Ces deux familles ont donc des trajectoires diamétralement opposées qui vont influencer leur positionnement politique et les amener à prendre position lors de l’arrivée du premier pasteur à Salem Village, une position qui va s’affirmer de plus en plus, emmenant avec elle, les membres de chaque famille et les voisins. Tout ça se cristallise en 1689, trois ans avant les cas de sorcellerie : les Putnams deviennent alors membres de l’église de Salem Village fraichement créée par le pasteur Samuel Parris mais réussissent aussi à faire élire deux de leurs membres à Salem Town. En réaction, les autres élus locaux de Salem Town, refusent de siéger, dont Israël Porter, Daniel Andrew et un autre membre de la famille Porter.
											En 1692, l’année fatidique, les Porters reviennent en force en faisant élire quatre membres de leur famille à Salem Town, soutenus par le plus gros propriétaire de bateaux du coin, Philippe English. La polarisation est à son apogée et quelques semaines après ces élections, le même Philippe English et Daniel Andrew, des membres du clan Porter si vous voulez, sont accusés de sorcellerie. Étrange, non ? En juillet 1692, alors que la folie autour de la sorcellerie culmine, de nouvelles élections ont lieu à Salem Town pour remplacer les membres qui ont été éjectés. La majorité de la famille Porter est dégagée et – devinez quoi ? – le modérateur de cette élection était un Putnam.
Je pense que là, vous commencez à voir en quoi ces rivalités familiales ont un lien direct avec les cas de sorcellerie. Ann Putnam, la femme de Thomas Putnam Junior dont on va reparler, est la plus actives des soi-disant victimes de sorcellerie. En tout, huit membres de la famille Putnam sont impliqués dans le jugement de pas moins de 46 accusé.es. Les Porters, eux sont rarement des victimes directes, mais ils ont joué un rôle important, à leur façon, discrètement. Un des petit-fils Porter a témoigné dans un procès et instillé le doute sur la crédibilité d’une accusation. Israël Porter a soutenu Rebecca Nurse (vous savez, la vieille dame bien sous tous rapports), mais ça n’a malheureusement pas suffi à la sauver. 

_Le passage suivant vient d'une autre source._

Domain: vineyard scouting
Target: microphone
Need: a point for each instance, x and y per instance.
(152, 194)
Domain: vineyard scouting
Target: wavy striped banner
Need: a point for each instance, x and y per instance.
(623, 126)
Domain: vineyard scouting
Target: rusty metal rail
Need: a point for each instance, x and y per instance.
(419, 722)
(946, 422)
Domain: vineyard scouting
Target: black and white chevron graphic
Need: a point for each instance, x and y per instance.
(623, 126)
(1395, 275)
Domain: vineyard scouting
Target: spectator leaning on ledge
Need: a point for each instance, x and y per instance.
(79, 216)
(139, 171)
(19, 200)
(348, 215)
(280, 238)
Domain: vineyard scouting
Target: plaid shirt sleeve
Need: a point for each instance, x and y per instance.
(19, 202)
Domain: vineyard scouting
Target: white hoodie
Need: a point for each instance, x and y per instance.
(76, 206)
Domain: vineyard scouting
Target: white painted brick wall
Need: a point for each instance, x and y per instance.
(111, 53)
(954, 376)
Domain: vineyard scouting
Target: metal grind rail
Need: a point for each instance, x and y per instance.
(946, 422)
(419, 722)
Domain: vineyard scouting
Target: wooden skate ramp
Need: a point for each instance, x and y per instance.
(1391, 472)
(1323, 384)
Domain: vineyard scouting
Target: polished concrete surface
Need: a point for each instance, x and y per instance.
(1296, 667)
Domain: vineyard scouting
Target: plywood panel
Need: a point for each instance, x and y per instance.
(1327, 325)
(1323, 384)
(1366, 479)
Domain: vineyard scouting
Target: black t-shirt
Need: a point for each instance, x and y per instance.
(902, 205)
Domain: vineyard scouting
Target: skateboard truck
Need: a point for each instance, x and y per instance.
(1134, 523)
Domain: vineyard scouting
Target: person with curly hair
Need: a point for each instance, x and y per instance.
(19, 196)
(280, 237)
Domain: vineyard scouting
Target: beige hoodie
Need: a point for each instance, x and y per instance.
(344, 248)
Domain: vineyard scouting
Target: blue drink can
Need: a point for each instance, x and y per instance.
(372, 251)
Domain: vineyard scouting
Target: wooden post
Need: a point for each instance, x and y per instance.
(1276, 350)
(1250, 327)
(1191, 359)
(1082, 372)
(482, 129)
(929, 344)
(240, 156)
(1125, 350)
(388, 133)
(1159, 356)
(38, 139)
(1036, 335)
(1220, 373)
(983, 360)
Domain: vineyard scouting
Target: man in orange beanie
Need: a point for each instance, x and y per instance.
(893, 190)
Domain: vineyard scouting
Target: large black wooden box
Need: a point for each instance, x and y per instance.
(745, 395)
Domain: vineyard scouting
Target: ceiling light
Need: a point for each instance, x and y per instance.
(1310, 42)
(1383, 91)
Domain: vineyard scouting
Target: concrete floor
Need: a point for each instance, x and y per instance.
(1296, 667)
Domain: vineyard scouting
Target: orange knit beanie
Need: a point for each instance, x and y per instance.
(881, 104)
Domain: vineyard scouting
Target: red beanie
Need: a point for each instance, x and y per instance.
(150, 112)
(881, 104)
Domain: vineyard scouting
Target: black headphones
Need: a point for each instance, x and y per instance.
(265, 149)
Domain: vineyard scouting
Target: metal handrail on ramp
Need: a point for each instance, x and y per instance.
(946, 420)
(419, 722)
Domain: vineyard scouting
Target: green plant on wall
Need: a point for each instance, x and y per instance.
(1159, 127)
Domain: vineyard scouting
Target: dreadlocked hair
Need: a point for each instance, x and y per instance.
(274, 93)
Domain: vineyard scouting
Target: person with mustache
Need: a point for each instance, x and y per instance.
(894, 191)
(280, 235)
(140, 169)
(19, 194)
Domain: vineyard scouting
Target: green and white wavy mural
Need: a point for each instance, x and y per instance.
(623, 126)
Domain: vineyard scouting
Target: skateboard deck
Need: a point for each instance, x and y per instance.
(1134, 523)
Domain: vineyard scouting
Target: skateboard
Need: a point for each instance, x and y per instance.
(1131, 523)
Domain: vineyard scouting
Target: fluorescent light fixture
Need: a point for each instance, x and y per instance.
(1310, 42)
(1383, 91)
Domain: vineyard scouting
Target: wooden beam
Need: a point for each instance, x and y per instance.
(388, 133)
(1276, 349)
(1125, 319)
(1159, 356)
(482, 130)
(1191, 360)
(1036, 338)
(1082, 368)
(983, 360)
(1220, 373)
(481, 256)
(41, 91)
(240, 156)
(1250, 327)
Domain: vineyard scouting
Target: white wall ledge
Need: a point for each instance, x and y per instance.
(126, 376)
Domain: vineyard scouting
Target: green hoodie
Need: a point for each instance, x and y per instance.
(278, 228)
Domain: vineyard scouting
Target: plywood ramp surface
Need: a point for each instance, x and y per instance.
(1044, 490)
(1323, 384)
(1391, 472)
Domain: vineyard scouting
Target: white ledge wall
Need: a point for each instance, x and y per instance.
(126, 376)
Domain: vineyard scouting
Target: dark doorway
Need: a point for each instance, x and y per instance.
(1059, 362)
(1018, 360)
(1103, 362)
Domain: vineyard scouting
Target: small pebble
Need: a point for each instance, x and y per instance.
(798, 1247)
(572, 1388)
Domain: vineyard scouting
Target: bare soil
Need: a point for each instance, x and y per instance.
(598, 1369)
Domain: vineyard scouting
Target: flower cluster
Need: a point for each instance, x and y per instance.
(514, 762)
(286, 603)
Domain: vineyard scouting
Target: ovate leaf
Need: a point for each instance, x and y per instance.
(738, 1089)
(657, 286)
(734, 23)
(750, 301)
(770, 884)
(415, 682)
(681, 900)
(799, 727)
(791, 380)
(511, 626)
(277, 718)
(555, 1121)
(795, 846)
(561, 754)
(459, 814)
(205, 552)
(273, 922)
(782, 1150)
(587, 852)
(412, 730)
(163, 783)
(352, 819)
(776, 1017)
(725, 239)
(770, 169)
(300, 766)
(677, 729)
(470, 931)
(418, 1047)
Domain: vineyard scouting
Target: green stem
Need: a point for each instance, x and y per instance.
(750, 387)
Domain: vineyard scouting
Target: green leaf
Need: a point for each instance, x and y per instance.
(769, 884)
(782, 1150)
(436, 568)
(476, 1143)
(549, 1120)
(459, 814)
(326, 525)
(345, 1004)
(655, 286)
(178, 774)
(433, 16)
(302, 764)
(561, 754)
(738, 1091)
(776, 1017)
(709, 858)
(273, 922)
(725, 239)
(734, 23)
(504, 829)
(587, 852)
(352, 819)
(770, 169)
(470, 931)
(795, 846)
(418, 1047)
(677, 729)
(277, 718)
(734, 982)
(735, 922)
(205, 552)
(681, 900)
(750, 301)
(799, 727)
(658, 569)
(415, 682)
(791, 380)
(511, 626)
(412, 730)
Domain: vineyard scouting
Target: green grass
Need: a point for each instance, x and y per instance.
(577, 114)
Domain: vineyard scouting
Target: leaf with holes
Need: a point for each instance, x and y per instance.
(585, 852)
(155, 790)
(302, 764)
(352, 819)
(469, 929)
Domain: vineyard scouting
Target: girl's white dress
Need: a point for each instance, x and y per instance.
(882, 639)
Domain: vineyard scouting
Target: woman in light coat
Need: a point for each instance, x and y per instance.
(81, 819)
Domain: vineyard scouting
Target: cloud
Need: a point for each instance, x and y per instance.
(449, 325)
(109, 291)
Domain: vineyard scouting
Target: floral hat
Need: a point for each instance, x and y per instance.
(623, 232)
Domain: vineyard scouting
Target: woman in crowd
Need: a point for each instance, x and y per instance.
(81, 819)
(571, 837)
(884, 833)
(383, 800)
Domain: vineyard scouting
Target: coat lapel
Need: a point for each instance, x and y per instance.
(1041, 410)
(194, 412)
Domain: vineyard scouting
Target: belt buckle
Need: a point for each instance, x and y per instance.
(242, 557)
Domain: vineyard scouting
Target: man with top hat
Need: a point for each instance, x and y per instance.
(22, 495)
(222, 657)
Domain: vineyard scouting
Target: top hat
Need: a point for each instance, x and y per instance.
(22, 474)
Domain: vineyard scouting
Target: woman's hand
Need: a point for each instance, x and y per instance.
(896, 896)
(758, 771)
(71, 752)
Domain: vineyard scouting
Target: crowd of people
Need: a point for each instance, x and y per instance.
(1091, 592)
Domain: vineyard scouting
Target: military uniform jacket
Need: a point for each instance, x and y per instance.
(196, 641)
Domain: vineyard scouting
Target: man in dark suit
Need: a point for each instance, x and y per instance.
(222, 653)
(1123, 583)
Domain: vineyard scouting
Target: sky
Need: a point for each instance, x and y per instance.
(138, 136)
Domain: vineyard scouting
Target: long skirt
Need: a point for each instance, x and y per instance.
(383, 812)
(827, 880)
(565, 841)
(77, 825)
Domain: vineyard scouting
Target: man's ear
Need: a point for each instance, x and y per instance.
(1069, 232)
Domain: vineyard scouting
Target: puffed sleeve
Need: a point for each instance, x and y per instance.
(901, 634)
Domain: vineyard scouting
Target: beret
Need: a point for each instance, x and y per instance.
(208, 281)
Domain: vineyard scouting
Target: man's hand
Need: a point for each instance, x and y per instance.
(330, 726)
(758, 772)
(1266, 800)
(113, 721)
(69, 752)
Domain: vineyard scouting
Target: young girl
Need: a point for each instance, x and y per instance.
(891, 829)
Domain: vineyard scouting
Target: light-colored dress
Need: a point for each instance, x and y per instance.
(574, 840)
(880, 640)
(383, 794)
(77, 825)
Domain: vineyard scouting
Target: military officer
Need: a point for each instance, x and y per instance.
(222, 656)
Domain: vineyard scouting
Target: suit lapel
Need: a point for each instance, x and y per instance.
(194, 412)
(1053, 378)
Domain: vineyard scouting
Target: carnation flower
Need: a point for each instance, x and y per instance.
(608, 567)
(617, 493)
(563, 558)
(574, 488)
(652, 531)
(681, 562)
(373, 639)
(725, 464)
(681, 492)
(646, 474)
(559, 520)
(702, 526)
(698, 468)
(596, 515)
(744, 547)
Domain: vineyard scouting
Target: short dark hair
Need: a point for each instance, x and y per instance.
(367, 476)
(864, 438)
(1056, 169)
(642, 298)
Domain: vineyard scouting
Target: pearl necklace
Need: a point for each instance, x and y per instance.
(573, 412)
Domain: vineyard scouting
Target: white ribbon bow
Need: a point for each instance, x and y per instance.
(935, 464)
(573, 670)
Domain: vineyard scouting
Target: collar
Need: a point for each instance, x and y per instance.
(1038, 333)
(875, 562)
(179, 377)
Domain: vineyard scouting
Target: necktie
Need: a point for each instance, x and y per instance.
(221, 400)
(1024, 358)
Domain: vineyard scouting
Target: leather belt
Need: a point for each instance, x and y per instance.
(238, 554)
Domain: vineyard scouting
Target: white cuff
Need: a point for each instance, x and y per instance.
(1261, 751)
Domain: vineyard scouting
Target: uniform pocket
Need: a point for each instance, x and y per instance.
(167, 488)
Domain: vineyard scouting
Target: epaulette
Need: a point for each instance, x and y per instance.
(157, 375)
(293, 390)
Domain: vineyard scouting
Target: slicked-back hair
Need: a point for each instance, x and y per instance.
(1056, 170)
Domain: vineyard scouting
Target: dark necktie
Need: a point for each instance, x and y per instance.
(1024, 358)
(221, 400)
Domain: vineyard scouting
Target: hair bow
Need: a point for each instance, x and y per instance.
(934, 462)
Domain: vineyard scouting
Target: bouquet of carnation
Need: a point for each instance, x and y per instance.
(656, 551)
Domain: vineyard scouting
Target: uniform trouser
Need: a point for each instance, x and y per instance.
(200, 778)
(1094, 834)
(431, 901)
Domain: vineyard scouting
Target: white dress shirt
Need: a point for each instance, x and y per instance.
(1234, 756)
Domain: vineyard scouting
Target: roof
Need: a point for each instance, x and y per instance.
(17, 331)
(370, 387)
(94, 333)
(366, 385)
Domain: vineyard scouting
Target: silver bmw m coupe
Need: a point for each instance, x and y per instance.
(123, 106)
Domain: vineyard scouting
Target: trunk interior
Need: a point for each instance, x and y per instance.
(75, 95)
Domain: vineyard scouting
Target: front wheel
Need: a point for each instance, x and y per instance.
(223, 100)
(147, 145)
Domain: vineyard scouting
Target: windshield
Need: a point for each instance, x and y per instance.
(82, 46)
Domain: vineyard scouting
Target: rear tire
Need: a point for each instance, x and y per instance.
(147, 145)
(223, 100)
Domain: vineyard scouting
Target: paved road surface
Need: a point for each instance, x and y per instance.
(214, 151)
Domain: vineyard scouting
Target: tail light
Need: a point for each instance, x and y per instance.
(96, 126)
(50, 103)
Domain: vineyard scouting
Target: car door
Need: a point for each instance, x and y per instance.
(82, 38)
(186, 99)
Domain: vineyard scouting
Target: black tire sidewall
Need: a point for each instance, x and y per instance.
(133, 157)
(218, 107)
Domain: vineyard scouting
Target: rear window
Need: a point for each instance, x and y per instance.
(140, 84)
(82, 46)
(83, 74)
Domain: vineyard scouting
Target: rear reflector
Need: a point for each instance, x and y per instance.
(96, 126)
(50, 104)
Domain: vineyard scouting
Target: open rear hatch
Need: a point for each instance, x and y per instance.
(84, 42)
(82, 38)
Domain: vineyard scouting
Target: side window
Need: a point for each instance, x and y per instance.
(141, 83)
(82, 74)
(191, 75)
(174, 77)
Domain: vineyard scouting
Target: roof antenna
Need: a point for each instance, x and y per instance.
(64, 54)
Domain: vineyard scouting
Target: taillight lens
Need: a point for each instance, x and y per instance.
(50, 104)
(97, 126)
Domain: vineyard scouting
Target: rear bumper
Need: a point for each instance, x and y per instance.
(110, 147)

Et c’est aussi dans le cadre de cette rivalité que la géographie du village est importante. La très grande majorité des personnes qui ont dit avoir été ensorcelées habitent, au sein de Salem Village, le territoire des Putnams, les personnes accusées et celles et ceux qui ont pris la défense des accusé.es habitent près de Salem Town, le territoire des Porters. 
La rivalité entre les familles est donc la toile de fond de l’épisode de sorcellerie. Mais pas seulement. Au sein des enjeux de groupes il y a des enjeux encore plus personnels qui se font l’écho de ces enjeux collectifs et, pour le comprendre, on va s’intéresser d’un peu plus près à deux descendants de la famille Putnam.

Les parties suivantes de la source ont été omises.